Certamente questa tabella è preoccupante. Fino al 1906-907 l’aumento delle entrate era superiore all’aumento delle spese. A partire dal 1907-908 il fiotto delle spese nuove cresce più rapidamente del crescere delle entrate. Se si continuasse in questa misura ben presto ci troveremmo di fronte ad una situazione più difficile di quella tratteggiata dall’on. Bissolati. Già nell’esercizio 1911-912 le spese effettive superarono le entrate effettive (le cifre sono tratte dall’ultima esposizione finanziaria dell’on. Tedesco); ma il disavanzo non ci fu, anzi il bilancio si chiuse in avanzo, a causa di altre entrate appartenenti ad altre categorie, di cui qui sarebbe troppo lungo discorrere. Tutto ciò però vuol dire una cosa sola: che negli anni passati si è consentito alle spese di crescere un po’ troppo tumultuariamente, ciascuna per proprio conto, senza che una visione d’insieme tutte le collegasse e le mettesse in rapporto con le entrate. Oggi si deve porre rimedio a questa crescita incoerente di spese, di cui alcune erano urgenti, altre necessarie, altre semplicemente utili ed alcune forse dannose e provocate unicamente dalle richieste degli interessati. Oggi che pulsano bisogni d’ordine superiore e generale, è dovere del Parlamento di fare un esame di coscienza, e di classificare gerarchicamente, secondo una veduta d’insieme, le spese nuove necessarie, in guisa da provvedere alle varie esigenze nell’ordine graduale della loro importanza. Grandi cose si possono ancora compiere con gli incrementi futuri di entrate; i quali sono destinati a raggiungere, in capo a qualche anno, cifre cumulative ingenti.

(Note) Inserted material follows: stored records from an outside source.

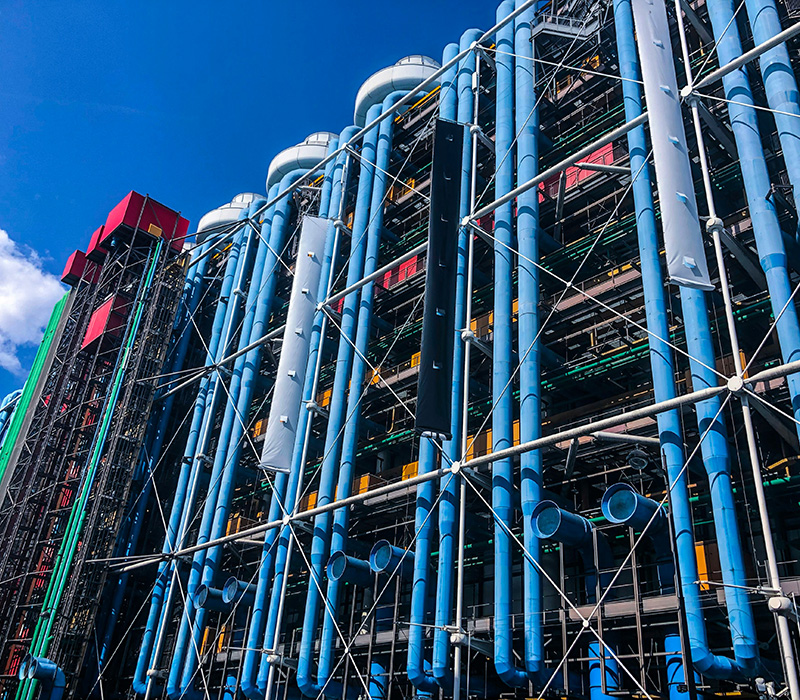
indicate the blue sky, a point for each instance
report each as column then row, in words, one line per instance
column 185, row 101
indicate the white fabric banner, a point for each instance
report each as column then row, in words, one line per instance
column 287, row 396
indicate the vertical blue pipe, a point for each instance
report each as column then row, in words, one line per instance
column 358, row 370
column 502, row 392
column 716, row 460
column 530, row 425
column 780, row 84
column 339, row 190
column 661, row 359
column 423, row 518
column 192, row 292
column 676, row 676
column 744, row 123
column 226, row 459
column 255, row 635
column 190, row 468
column 327, row 482
column 596, row 673
column 442, row 667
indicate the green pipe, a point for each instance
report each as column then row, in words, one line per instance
column 40, row 641
column 29, row 390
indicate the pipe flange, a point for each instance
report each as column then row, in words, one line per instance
column 736, row 385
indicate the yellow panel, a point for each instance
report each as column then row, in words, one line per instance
column 410, row 470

Ma occorre che non si dimentichi che, nella stessa maniera con cui l’incremento delle entrate, tratto delle varie fonti sue, può diventare cospicuo sovratutto col cumularsi degli incrementi di parecchi anni successivi, così vi deve essere un programma d’azione il quale non si limiti alle spese dell’anno ma abbracci l’opera di parecchi anni. Solo a questa condizione è possibile sperare che gli incrementi annui di entrate non vadano dispersi in piccole spese indifferenti, ma siano impiegati a raggiungere qualche grande meta di interesse nazionale.